The presence of glomerular immune deposits was not discussed in the report by Primo and
colleagues [25]. Their results were of limited applicability to human anti-PR3 associated
AAV. Relle and colleagues [26] successfully created transgenic FVB mice that expressed
human PR3 into which they infused monoclonal anti-PR3 antibodies.

     However, expression of PR3 was under the control of the podocin promoter meaning that
protein was expressed only in glomeruli. Not surprisingly, they [26] did not detect any
pathological features of vasculitis as the current AAV paradigm for pathogenesis proposes
interaction of the antibody with PR3 on neutrophils and monocytes, not glomerular cells, with
resultant activation of these cells and bystander microvascular injury.

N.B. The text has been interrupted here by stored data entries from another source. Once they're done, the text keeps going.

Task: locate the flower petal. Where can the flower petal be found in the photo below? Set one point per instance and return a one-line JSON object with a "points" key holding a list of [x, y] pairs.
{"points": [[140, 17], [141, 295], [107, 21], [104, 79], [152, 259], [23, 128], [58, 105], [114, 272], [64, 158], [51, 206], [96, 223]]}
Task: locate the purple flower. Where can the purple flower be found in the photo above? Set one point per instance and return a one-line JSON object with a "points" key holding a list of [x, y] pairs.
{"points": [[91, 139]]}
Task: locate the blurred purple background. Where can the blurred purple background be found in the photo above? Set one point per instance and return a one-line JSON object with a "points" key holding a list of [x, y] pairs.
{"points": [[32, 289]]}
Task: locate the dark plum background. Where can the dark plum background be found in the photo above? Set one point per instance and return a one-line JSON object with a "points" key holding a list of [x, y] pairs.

     One hallmark of ANCA vasculitis is that the glomerular lesions are pauci-immune,
meaning that there is little or no local glomerular immune complex formation. One wonders
whether different results would have been obtained if human PR3 had been expressed on the
surface of myeloid cells, although it is likely that one would need to link it to other membrane
bound proteins such as CD177 to see the intracellular effect of ANCA binding.

     Little and co-workers [27] recently described the use of humanized immunodeficient
NOD SCID IL2-receptor knockout mice, which received human hematopoetic stem cells and
developed a human-mouse chimeric immune system. These mice developed mild
glomerulonephritis and lung hemorrhage without evidence of granulomata following passive
transfer of PR3-ANCA containing IgG derived from patients with severe systemic vasculitis.

     These exciting developments open the way for further investigation of pathogenic
mechanisms and definition of immune requirements for the induction of anti-PR3 associated
vasculitis.

                                 Conclusion

     By inducing an abnormal immune response to MPO, investigators have succeeded in
generating pathological changes in mice and rats that mimic human MPO-ANCA-AVV,
although most models exhibit much milder disease than that usually seen in patients. Passive
transfer of pathogenic antibody has proven a useful tool for investigating the molecular
mechanisms underlying acute vascular injury, and supports the concept that anti-MPO
antibodies, in conjunction with neutrophils, are capable of inducing such injury.

     This provides a rationale in support of therapeutic strategies that aim to remove these
antibodies, such as plasma exchange and rituximab.

     Active immunization of mice and rats with MPO has provided a more accurate model of
an immune response that involves both cellular and humoral immunity allowing investigation
of the role of T-cells, specifically those of the Th17 axis that have been implicated in
autoimmune disease. Such active immunization strategies are well suited to long term
therapeutic trials of novel agents, although for this to be truly useful, the disease phenotypes
of the particular models will need to be more severe.